Situated in the premises of Banaras Hindu University (BHU), New Vishwanath Temple is definitely a must visit in Varanasi. The temple was constructed by the famed Birla family and hence is also known as Birla Temple. In fact, it is a temple complex which consists of 7 temples. The Shiva temple is situated on the ground floor, whereas Durga temple and Lakshmi Narayan temple are located on the first floor. The architecture of the temple is inspired by the old Vishwanath Temple and the structure is made of white marbles. The walls of the temple are adorned with the text of Gita, which certainly catches the eyes of the visitors here.
This temple is famous for its exquisite architecture and wood work. It is believed that the temple was built by King of Nepal and thus, this shrine is also called Nepali Temple. It is situated in the Lalita Ghat and catches the attention of many visitors in Varanasi. The intricate wood carving is what attracts visitors the most; the temple reflects the refined taste for good architecture taste of the rulers of Nepal.
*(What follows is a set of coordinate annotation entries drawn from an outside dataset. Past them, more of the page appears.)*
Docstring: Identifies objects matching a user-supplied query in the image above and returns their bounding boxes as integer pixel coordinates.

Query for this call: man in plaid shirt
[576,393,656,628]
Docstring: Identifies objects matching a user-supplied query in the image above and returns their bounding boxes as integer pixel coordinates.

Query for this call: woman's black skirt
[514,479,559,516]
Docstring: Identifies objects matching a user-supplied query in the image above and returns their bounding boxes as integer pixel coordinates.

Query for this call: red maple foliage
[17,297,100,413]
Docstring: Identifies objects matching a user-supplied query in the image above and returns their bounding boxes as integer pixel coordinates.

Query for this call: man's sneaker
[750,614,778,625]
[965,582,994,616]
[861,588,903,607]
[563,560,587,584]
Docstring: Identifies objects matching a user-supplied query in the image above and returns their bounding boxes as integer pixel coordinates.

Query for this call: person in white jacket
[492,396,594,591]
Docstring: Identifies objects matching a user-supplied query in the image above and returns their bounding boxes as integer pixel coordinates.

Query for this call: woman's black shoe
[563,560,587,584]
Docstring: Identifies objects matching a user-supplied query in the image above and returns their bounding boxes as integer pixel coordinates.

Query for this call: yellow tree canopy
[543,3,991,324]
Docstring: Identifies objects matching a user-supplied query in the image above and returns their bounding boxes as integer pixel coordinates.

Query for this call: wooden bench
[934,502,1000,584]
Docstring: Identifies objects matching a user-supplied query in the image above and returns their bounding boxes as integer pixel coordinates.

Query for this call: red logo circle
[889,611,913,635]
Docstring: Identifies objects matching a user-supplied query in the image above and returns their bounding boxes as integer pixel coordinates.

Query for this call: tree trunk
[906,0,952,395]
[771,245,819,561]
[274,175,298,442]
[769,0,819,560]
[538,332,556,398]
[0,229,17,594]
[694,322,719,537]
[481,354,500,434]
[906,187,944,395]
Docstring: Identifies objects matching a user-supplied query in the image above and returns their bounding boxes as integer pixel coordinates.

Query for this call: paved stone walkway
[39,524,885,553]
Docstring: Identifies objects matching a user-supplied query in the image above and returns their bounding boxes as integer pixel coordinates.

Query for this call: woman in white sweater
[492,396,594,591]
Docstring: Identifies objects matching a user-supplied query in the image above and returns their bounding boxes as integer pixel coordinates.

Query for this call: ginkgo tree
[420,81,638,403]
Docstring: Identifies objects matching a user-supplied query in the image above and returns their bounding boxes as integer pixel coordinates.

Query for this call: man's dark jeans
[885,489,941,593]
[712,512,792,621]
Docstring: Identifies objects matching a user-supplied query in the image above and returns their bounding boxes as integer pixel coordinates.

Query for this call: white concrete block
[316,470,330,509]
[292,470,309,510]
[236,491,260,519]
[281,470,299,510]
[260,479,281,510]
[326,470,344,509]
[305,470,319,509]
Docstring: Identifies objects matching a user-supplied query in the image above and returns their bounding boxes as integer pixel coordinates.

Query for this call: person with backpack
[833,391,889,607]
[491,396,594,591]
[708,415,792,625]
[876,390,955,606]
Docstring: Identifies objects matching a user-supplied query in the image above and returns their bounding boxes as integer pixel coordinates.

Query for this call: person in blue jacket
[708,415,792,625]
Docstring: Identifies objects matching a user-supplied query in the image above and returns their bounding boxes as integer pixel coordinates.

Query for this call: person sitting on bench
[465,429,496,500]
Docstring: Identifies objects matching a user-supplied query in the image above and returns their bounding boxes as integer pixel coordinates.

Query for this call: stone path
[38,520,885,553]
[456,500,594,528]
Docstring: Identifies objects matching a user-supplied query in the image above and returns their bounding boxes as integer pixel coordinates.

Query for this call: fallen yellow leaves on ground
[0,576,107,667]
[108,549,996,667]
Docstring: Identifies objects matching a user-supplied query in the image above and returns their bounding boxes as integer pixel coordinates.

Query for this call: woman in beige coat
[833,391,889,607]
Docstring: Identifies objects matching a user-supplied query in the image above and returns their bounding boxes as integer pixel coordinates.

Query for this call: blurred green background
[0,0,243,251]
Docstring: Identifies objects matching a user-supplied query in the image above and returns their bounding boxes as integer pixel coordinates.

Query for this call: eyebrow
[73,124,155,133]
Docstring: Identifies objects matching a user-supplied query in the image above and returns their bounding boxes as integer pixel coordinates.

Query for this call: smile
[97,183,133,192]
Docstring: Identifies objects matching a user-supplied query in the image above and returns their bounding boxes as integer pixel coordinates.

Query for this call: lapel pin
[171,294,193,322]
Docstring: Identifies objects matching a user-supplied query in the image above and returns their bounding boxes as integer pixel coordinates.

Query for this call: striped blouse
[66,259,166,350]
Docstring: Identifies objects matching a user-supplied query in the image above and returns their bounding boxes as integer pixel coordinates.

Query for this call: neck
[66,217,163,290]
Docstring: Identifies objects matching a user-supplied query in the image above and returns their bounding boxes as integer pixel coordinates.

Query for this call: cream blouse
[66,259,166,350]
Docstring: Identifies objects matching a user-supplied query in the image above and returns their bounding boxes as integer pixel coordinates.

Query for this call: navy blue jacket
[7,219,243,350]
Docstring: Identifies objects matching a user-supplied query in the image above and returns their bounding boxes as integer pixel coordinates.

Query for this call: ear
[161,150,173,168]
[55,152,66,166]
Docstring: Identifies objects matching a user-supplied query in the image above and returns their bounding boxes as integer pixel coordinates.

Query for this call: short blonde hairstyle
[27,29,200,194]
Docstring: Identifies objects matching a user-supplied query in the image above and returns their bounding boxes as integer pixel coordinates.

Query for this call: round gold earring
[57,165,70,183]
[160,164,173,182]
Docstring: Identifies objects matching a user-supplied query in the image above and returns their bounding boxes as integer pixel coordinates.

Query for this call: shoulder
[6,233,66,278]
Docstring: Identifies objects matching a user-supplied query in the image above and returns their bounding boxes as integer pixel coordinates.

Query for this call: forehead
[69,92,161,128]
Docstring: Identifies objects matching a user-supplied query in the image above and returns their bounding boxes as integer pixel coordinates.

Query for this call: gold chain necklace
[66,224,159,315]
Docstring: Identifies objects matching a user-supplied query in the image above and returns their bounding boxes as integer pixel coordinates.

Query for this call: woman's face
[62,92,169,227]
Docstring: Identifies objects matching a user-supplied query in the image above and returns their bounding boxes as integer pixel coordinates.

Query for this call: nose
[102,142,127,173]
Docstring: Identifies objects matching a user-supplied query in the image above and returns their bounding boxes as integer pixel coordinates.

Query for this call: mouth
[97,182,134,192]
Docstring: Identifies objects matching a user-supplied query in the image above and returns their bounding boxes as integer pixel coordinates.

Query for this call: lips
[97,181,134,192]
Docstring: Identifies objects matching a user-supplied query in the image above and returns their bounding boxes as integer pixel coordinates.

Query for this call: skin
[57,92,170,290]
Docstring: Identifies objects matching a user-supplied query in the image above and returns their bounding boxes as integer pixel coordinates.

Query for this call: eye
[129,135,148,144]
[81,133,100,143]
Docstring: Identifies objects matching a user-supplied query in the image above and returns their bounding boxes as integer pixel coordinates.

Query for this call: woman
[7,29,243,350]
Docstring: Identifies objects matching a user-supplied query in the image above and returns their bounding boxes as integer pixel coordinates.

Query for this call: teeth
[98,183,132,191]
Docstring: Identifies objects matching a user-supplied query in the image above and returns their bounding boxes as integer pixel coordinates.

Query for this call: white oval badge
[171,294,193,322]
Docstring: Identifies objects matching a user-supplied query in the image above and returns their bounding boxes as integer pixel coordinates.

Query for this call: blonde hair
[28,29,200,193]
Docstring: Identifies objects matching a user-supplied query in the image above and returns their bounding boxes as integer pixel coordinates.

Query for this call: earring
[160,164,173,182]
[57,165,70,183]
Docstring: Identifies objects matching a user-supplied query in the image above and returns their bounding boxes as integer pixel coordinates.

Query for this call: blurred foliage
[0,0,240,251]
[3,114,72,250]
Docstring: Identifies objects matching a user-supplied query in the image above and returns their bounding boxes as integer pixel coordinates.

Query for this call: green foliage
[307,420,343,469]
Kashi Vishwanath Temple is the most important place to see in Varanasi. The history of this sacred shrine can be traced back to 3500 years. The temple is one of the 12th Jyotirlingas, which are considered the holiest Shiva temples. The Linga is the presiding deity here and the temple is quadrangle, surrounded by temples of other gods. The temple once had a golden spire and domes; hence it was also called the Golden Temple.
This temple is yet another important shrine in Varanasi. Dedicated to Lord Rama, Tulsi Manas Temple is situated next to another famed shrine called Durga Temple. It is a white-marble temple that has its walls covered with the text from Tulsi Das written Ramcharitramanas. It is believed that the temple is located at a place where Tulsi Das wrote this famous Indian epic.
Also known as Durga Temple, Monkey Temple is yet another popular temple in Varanasi. The temple is dedicated to Goddess Durga but is recognized as a Monkey Temple, due to excessive population of monkeys around it. It is believed the presiding deity was not man-made but appeared on its own. The temple is built by a Bengali Maharani in a Nagara style of architecture. Non-Hindus are allowed to enter the courtyard of the shrine but not the inner sanctum.